I want to login as a different user in Gnome and not to run a single program only, but I don't know the users password, I don't want to know it and I don't want to change it, but I'm sudoer.

Is there any way to do so?

The best thing I could think, was to change the user's password but to keep the old shadow file. But this seems to me very ugly and also uncomfortable. I'm also not sure if it's a good idea to change the shadow file on a running machine (but I suppose so, otherwise vipw -s would kind of useless).

Is there an alternative?

The reason I want to achieve this, is that I'd like to test things or to configure programs for users who aren't able to do on their own. Yeah of course I could do everything on the shell als root or as the specific user (and acutally this is what I'm doing until now), but there are things that you definitly don't want to do on the shell. Did any of you ever try to change the position of the gnome-panel on the shell instead of just selecting "bottom"? :)
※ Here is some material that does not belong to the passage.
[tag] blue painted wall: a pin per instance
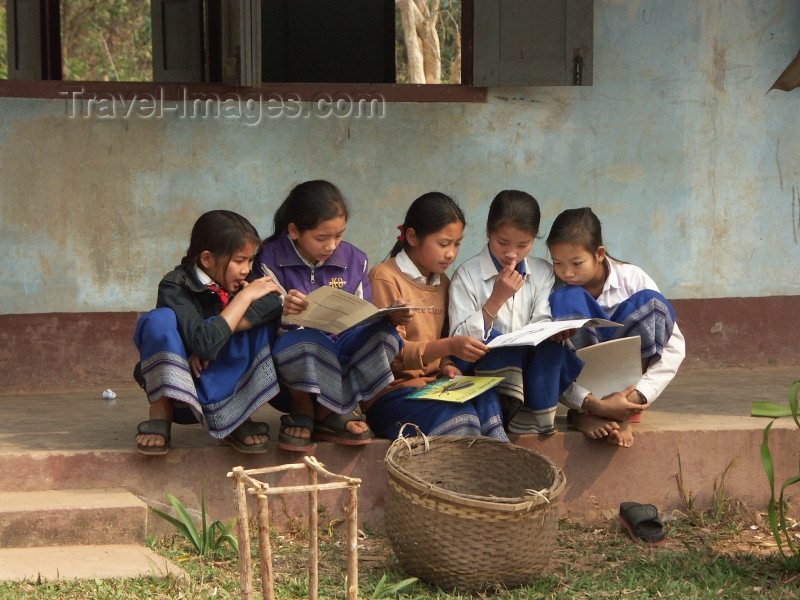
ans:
(692, 166)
I don't think gksudo, sudo or su would help me. I want to have the whole gnome session.



Create a ghost user, with the same UID:

target: user1 (change to suit)

cat /etc/passwd | grep user1
user1:x:1001:1001:User1 Q Lastname:/home/user1:/bin/bash

add your ghost

sudo useradd -d /home/user1 -f -1 -u 1001 -g 1001 -M -o ghost1 -s /bin/bash -p MySecret

cat /etc/passwd | grep user1
user1:x:1001:1001:User1 Q Lastname:/home/user1:/bin/bash

su ghost1

NOTE: You can delete, with 'sudo userdel ghost1', but NOT when either account is logged in. Failsafe method: delete the new line in '/etc/passwd' file.
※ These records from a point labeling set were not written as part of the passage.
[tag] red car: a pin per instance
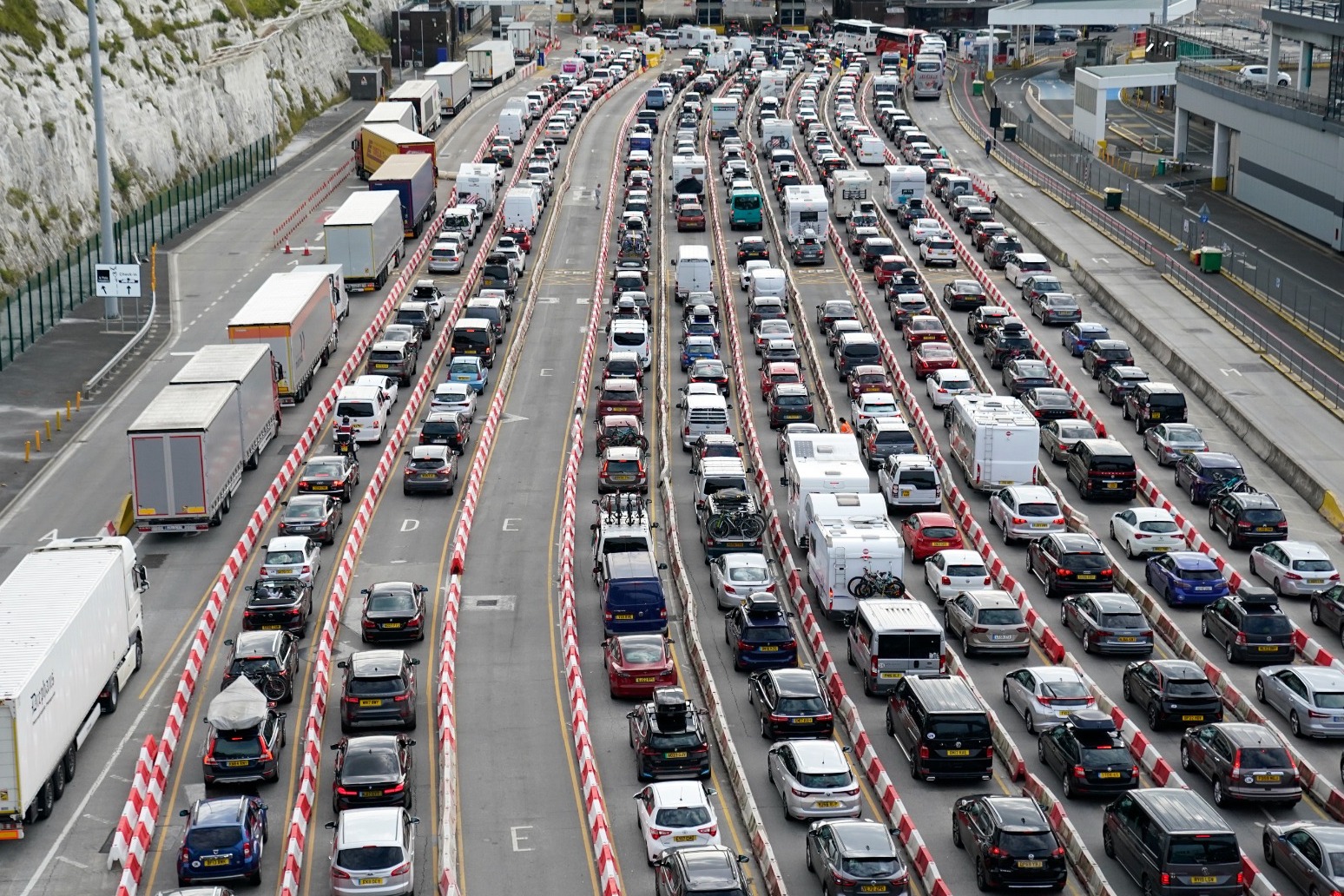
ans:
(775, 373)
(636, 664)
(926, 534)
(924, 328)
(932, 356)
(868, 378)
  • Yeah, this is great! :) Might be conseridered as dirty hack too but not so ugly - actually I find this quite beautiful and creative... So I could store permanently a user ghost and then I'd have to adjust only UID and home directory to login. But can I be sure that there are no possible conflicts if UID (or the home directory?) is not unique? Also there is the danger that some programs might use the user name of the logged in user to store things or so. This could mess up config files horrible... Actually when thinking through it, I'm afraid... – lumbric Dec 21 '11 at 15:43
  1. Become root

    sudo -i
  2. As root, sudo to the other user

    su other_user

If you want to run X applications, take a look at xhost

  • How can I change the gnome-panel's position by using su or sudo? (without grawling around gconf or any xml files) – lumbric Dec 20 '11 at 20:24

I'm not sure if this is the best way, but here's an option I've just tested, and works on natty although I don't have an extra user set up so I'm not totally sure:

sudo Xorg :1

(in another terminal)

sudo -i
su - username
x-session-manager --display :1

Then Ctrl-Alt-F8 and you should find the new session. It might not be exactly same as logging in normally, but I'm pretty sure it'll let you rearrange panels as much as you like.

Use Ctrl-Alt-F7 to return to your original session. If those F-keys don't work for you, try others.